Als dem Populismus durchaus zugewandter Premierminister des Vereinigten Königreichs gibt Boris Johnson an, dass der Fan "im Mittelpunkt" stehe bei der von ihm veranlassten Inspektion des Inselfußballs. Auf Basis des im November veröffentlichten Zustandsberichts ("Fan-led Review") segnete die britische Regierung um ihren Premier Johnson am Montag die darin enthaltenen, teilweise bahnbrechenden Empfehlungen ab. Dazu gehört eine Verschärfung des bisher laschen Eigentümer- und Direktorentests der Premier League sowie die ge­setzlich verankerte Einführung einer vom Fußballbetrieb abgekoppelten Aufsichtsbehörde. Dieses Kontrollgremium soll den Klubs gegenüber sogar weisungs- und sanktionsberechtigt sein.

Den begrüßenswerten Schritt zur Eindämmung der neo-kapitalistischen Auswüchse des Profifuß­bal­ls sehnt Johnson allerdings mindestens so sehr herbei wie das Fußballpublikum. Denn mit dieser beispiel­losen Einmischung des Staats möchte der Populist Johnson sicherstellen, dass sich ein Jahr nach der versuchten Gründung einer Euro­pean Super League (mit sechs englischen Vereinen als Gründungsmitgliedern) ein so­l­cher Streich nicht wiederholt. Eine Superliga würde nämlich die Existenz der Premier League weitaus mehr gefährden als die Existenz des Fußballs. Und eine Verzwergung des englischen Exportschlagers käme Jo­hnson vermutlich teuer zu stehen - sie würde ihn Wählerstimmen kosten.

Gesucht werden: Eigentümer, die sich aus der Vereinspolitik heraushalten und kein Geld verdienen wollen, sondern nur geben

Dieses Kalkül treibt Johnson nun wohl auf ein unbespieltes Feld, indem er offensichtlich weniger weiß, was er will, als was er nicht will. Nach den frischen Querelen um den FC Chelsea, dessen Oligarchen-Eigentümer Roman Abramowitsch wegen seiner Verbindungen zu Russlands Präsi­dent Wladimir Putin aus dem Land gejagt wurde, möchte die britische Regierung künftig keine Vereinsbesitzer mehr haben, die über Bekanntschaften zu unerwünschten Personen verfügen. Nicht mehr willkommen sind von jetzt an offenbar auch Klubeigner wie der saudische Staatsfonds bei Newcastle United, die in Zusammenhang mit sogenanntem Sportswashing gebracht werden.

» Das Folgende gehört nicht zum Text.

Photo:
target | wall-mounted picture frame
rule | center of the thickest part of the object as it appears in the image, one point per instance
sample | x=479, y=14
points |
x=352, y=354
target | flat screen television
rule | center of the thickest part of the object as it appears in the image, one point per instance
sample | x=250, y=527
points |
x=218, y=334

Für all jene Megareichen, die ihr Vermögen auf ganz legale Weise verdient und versteuert haben, gilt wiederum, dass ihr Kapital für Elitespieler und -trainer sowie neue Stadien gern genommen wird - aber nur, solange die horrenden Geldsummen nicht die Ausgeglichenheit der Liga gefährden. Zudem müssten sich die Klubinhaber dabei vollständig aus den Geschäftsbelangen ihrer Vereine heraushalten, die dort geltenden Traditionen ehren und insbesondere zusichern, bei ihren Investments nichts verdienen zu wollen. Nur: Wer entspricht diesem Anforderungsprofil?

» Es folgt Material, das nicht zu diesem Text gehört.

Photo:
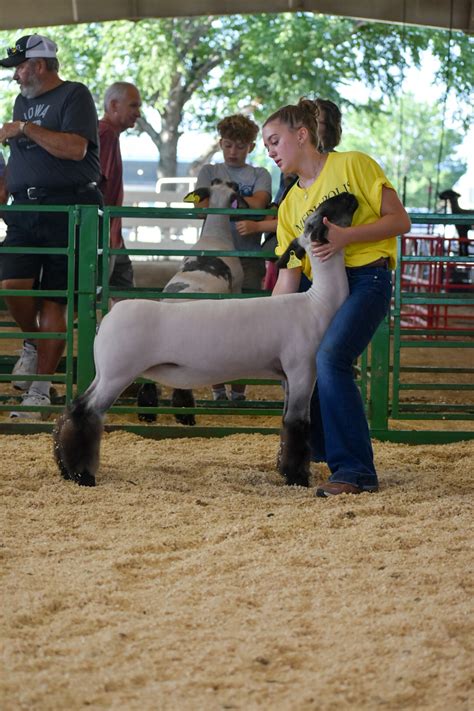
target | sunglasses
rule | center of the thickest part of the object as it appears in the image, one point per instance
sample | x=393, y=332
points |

Ein Eigentümer, der nur Geld gibt, aber nichts nimmt, müsste vermutlich erst mal erfunden werden. Schließlich möchte ja auch Boris Johnson für seinen ach so selbstlosen Feuerwehreinsatz im Fußball später mal eine Gegenleistung (Wählerstimmen!) erhalten. Deshalb könnte es gut sein, dass Johnson bei seiner Suche nach dem Super-Eigentümer zunächst nicht fündig wird - und dadurch vielleicht sogar bei den Fans landet, für die er ja laut eigener Aussage die Kampagne überhaupt erst ins Leben gerufen hat. Allerdings ist zu befürchten, dass die Anhängerschaft in England historisch bedingt - anders als in Deutschland - kein grundsätzliches Interesse an einer Mitbestimmung in ihren Klubs hat. Denn die Mehrheit der Premier-League-Fans möchte weiterhin vor allem eines: sportlichen Erfolg. Und zwar leider um jeden Preis.